Death typically is seen as the ultimate punishment in literature and film. In this case, since Sebastian died while rescuing Annette, he endeared himself to her forever, even more so in this film than in the novel or the 1988 film Dangerous Liasions—in which both Sebastian and Madame Tourvel, the character Annette is derived from, ultimately die.

Since Annette lives, no man is ever going to be as romantic to her as the teenage boy who died pushing her out of harm’s way. That means she’s fine with the fact that he posted revenge porn online of one young woman. She accepts that he sexually assaulted at least one other girl.

Cecile owning her story—vis a vis distributing copies of his journal to the entire school that detail how she was the virginal sacrifice and pawn in Sebastian and Kathryn’s game—is one of the few actual redemptive moments of the film.
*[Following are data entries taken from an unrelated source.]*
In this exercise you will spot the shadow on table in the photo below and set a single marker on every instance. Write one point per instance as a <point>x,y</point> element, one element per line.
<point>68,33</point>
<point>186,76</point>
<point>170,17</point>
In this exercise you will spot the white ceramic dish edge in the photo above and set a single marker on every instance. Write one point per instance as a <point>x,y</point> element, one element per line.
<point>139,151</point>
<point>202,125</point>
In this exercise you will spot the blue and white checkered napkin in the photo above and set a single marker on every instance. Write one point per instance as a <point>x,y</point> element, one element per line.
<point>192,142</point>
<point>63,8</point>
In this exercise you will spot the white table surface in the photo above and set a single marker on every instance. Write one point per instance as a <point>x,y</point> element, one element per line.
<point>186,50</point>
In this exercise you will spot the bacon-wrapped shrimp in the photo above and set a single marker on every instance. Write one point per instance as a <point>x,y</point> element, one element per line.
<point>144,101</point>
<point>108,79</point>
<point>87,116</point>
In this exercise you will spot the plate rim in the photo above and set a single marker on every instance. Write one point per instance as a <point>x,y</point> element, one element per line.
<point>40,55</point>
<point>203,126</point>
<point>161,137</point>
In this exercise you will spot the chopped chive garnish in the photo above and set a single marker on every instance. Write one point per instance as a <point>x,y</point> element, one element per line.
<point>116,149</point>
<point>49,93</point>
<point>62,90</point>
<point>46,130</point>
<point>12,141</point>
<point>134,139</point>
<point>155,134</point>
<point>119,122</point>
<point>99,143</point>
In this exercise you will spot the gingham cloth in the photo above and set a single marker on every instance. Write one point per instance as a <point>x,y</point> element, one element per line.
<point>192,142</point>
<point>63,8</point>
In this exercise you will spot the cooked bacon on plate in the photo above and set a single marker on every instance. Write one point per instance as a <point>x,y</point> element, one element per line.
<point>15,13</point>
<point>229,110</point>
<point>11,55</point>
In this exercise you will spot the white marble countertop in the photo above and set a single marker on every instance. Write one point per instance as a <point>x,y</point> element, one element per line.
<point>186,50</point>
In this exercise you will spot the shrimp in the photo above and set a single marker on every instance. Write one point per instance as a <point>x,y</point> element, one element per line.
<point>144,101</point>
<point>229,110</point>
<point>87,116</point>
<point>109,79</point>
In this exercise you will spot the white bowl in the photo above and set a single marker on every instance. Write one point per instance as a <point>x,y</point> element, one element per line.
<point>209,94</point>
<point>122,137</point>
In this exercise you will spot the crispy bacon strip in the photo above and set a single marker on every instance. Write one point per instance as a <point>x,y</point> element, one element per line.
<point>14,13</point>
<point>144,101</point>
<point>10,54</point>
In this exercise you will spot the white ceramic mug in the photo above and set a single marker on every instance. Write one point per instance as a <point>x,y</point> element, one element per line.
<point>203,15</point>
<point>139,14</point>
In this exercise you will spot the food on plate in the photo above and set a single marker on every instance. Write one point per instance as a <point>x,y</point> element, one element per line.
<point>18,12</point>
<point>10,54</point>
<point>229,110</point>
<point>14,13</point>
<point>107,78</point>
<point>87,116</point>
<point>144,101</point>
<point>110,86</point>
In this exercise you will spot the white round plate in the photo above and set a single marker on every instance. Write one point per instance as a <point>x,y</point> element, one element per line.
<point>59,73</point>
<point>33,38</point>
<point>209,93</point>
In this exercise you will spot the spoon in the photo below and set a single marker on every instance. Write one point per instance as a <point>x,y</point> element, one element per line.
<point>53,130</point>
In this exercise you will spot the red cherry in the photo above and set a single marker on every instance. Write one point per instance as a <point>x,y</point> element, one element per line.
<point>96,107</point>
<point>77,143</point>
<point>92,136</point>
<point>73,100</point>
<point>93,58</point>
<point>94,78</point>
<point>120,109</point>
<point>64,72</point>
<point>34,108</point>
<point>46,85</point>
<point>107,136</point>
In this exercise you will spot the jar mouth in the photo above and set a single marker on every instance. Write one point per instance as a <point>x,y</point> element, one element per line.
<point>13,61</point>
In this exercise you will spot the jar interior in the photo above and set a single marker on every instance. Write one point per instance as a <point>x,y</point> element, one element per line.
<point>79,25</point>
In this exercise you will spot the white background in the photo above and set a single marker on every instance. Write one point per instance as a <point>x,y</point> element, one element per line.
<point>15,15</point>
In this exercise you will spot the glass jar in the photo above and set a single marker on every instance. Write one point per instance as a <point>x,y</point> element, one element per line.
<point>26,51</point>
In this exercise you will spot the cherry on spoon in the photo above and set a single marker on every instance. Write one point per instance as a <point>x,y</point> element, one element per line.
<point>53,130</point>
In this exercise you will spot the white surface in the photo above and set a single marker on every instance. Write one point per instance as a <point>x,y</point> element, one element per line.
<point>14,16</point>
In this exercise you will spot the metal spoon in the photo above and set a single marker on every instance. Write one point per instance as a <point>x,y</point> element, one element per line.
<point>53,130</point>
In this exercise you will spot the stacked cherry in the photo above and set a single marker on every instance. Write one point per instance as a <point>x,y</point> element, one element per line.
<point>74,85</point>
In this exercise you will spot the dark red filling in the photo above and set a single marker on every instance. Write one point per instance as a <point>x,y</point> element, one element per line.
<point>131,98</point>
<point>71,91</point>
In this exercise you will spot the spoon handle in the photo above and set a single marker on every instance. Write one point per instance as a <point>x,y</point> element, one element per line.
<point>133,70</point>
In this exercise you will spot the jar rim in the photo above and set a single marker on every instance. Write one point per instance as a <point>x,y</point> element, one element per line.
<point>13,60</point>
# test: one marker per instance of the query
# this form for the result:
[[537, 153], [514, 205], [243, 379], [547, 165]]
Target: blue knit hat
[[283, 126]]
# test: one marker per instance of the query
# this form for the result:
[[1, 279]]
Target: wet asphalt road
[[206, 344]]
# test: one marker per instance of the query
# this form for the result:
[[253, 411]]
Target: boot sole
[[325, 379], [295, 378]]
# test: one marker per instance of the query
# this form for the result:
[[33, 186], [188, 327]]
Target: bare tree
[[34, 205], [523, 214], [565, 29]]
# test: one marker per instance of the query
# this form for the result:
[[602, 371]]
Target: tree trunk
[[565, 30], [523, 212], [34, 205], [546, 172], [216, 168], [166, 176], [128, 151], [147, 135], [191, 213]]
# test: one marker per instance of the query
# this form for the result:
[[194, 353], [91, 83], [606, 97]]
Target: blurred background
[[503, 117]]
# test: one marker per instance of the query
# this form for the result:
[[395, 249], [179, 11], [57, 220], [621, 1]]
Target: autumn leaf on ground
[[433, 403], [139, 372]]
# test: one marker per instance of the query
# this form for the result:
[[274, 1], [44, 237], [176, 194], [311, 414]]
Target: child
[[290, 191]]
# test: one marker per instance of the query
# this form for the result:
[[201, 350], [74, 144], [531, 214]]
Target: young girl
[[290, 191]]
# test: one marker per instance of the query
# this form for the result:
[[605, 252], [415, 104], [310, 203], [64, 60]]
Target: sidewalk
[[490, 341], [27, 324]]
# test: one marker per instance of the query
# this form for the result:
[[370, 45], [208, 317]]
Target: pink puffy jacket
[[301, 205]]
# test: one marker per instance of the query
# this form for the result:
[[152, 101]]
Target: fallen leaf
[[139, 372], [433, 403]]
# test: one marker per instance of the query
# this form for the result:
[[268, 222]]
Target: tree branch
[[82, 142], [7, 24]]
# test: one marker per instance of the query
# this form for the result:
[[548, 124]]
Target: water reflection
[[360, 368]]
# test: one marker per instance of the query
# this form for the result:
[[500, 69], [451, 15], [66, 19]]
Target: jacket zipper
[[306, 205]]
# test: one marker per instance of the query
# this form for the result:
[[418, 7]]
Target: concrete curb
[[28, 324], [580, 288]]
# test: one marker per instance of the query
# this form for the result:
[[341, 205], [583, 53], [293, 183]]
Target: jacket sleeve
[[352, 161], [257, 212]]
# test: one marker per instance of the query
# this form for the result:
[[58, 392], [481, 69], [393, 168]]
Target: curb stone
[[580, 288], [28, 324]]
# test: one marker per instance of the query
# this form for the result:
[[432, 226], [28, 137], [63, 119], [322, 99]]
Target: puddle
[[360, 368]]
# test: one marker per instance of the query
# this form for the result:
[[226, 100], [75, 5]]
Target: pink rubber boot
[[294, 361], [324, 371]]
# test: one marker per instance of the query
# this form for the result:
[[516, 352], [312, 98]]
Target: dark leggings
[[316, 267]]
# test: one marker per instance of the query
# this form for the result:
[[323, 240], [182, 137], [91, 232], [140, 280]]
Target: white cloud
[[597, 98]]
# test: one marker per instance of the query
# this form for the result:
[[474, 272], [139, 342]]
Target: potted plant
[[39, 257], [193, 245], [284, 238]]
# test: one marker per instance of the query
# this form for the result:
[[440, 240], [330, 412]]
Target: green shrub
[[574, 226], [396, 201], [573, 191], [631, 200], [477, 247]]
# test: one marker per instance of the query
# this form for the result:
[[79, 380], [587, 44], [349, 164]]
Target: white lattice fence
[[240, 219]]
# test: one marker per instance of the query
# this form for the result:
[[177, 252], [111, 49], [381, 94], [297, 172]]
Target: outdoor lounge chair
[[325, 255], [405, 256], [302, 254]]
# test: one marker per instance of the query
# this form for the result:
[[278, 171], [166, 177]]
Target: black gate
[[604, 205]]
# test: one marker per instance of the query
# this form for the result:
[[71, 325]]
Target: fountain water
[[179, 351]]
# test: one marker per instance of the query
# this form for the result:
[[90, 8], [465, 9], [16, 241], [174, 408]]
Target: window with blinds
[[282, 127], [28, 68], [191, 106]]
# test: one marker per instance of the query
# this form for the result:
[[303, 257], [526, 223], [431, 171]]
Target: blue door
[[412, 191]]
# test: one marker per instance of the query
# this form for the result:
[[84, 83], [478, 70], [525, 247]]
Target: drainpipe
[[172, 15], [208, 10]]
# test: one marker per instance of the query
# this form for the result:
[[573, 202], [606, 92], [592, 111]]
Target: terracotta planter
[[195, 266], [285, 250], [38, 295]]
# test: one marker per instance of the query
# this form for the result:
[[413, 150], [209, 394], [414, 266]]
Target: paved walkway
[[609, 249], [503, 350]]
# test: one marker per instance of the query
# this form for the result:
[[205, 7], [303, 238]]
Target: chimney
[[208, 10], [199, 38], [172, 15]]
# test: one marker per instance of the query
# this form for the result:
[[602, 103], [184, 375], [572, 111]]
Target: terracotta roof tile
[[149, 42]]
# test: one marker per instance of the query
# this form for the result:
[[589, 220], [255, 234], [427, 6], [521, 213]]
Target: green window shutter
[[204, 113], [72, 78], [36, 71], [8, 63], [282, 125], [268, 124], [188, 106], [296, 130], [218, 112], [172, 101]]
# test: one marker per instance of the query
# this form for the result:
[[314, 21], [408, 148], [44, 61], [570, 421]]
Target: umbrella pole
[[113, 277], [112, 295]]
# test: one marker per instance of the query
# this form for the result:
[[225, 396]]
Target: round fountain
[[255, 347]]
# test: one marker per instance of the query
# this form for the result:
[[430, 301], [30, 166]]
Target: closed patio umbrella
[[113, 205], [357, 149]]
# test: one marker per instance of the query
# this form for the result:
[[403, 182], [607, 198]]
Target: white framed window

Instead of being shamed, she willing risks destroying her reputation in order to destroy Kathryn. But in the process, she is still enabling Sebastian to posthumously explain himself and gain sympathy from the audience.

It’s worth noting that director Roger Kumble chose to have Sebastian assault Cecile through oral pleasure in Cruel Intentions. He has admitted that he wrote the film in 12 days and online versions of the script are dated February 10, 1998. That means Kumble started the project on about January 28 or 29. On January 27, the day after President Clinton announced to the nation that he did “not have sexual relations with that woman, Monica Lewinsky,” her former lover, Andy Bleiler, admitted publicly that Lewinsky had told him she had performed oral sex on Clinton. The Clinton-Lewinsky scandal may have no relevance to the plot of this film, but we can’t ignore that the power dynamics of sex and pleasure were at the forefront of the nation’s mind just days before Kumble began writing the script. 

Within this context, it’s also interesting to see how Cecile’s rape narrative is complicated by the fact that she has an orgasm. Although Sebastion gives her alcohol and performs oral sex on her without consent, the audience may have been able to forgive Sebastian for assaulting Cecile because of that moment. Even Kathryn focuses on the fact that Cecile describes (what she doesn’t even know to be) an orgasm, instead of the fact that Sebastian did things to her body without her consent, when she tells her story.

Many people were and remain hesitant to accept Lewinsky’s experience as a #MeToo moment, largely because of the way she was sexualized in the media—but she has, in recent years, come to see that her relationship with the President signified an abuse of power.

Our collective denial of her story, and other sexual assault survivors’ stories, is why it is important to revisit films like Cruel Intentions decades after we first experience them. It’s also why, 20 years after it came to the big screen, I won’t be saving myself a seat.


Michelle Bright teaches writing at the University of Mississippi. She has an M.A. in Southern Studies from the Center for the Study of Southern Culture.